Twin brothers inherit a cursed toy from their absent father, a monkey doll that winds up, plays a drum, and kills someone every time it plays. Don’t look for more explanation than that. This is not that kind of story. It is a study of the inevitability of death and its meaninglessness. Unfortunately, it also seems to be an attempt at an argument for the meaninglessness of life as well.

There is a particularly unfortunate scene where a priest, who appears to be a High School sophomore, delivers a eulogy at a funeral. He does not even attempt to give meaning to what has happened. The straw-man argument here is that even a religious professional has no idea what life is about. Not in a case of a well thought out attempt being countered, but rather no attempt at giving any though to life or death at all. This scene is immediately followed up with the films thesis, delivered by the mom of the twins:

“Everybody dies. Some of us peacefully and in our sleep, and some of us... horribly. And that's life.”

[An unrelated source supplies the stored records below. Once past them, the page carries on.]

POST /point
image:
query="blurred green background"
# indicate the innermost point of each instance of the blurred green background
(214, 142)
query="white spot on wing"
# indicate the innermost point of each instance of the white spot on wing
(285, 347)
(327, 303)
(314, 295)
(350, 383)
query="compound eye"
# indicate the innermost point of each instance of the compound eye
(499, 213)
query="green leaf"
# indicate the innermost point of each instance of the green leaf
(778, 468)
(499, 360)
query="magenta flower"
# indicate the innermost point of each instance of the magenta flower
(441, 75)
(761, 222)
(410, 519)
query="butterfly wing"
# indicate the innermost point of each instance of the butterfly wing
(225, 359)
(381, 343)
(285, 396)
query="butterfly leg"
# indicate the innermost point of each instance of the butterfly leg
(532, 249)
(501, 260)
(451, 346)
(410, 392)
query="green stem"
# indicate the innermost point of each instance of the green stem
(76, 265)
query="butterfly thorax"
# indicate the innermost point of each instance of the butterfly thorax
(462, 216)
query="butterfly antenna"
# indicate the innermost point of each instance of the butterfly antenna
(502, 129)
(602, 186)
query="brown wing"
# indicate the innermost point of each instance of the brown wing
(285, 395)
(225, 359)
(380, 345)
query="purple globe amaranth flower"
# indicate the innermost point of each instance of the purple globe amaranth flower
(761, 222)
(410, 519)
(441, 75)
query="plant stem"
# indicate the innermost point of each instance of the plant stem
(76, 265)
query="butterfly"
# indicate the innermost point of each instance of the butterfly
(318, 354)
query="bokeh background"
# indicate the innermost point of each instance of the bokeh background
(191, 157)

Some would say there is so much more to life than that. Some would say that death is ultimately the enemy, and that there is hope beyond death, meaning beyond ourselves, and purpose in life. Not this film. It’s comedy is a mix of slap-stick so over the top that it goes past Blake Edwards’s claim that comedy was pain taken to the extreme into a space that is no longer funny—and shoking statements that elicit uncomfortable laughs at the shock value of it all.

The set production and artistic vision of it all is flawless. The Monkey prop is perfection itself. And, as always, Perkins does a great job of creating discomfort and dread. However, when one stops to think about the mechanics of the story it quickly falls apart. This is no “Final Destination” where you see what death is doing and can dread its approach. It is all just “supernatural” in the end. This is ironic considering that the film’s these is that there is no meaning, greater design, or purpose to life. We even get a glimpse of the supernatural, personified, angel of death at the end of the film, tying the events back to a twisted interpretation of biblical Revelation that is mentioned multiple time in the film.

Brian Tallerico, in his review for Roger Ebert, says the following:

“…Perkins keeps upping the ante on his film’s comedic brand of insanity. Fires, beheadings, a well-placed shotgun–it’s almost like death has a sense of humor in this movie. That could be because Perkins realized that the best way to stop crying is to laugh in the face of the Grim Reaper.”

I prefer to think that the best way to stop crying at death is not to laugh at it, but to see past it to genuine hope. I wish the film had given the priest’s argument more realistically; offered something more than sarcasm in the face of suffering.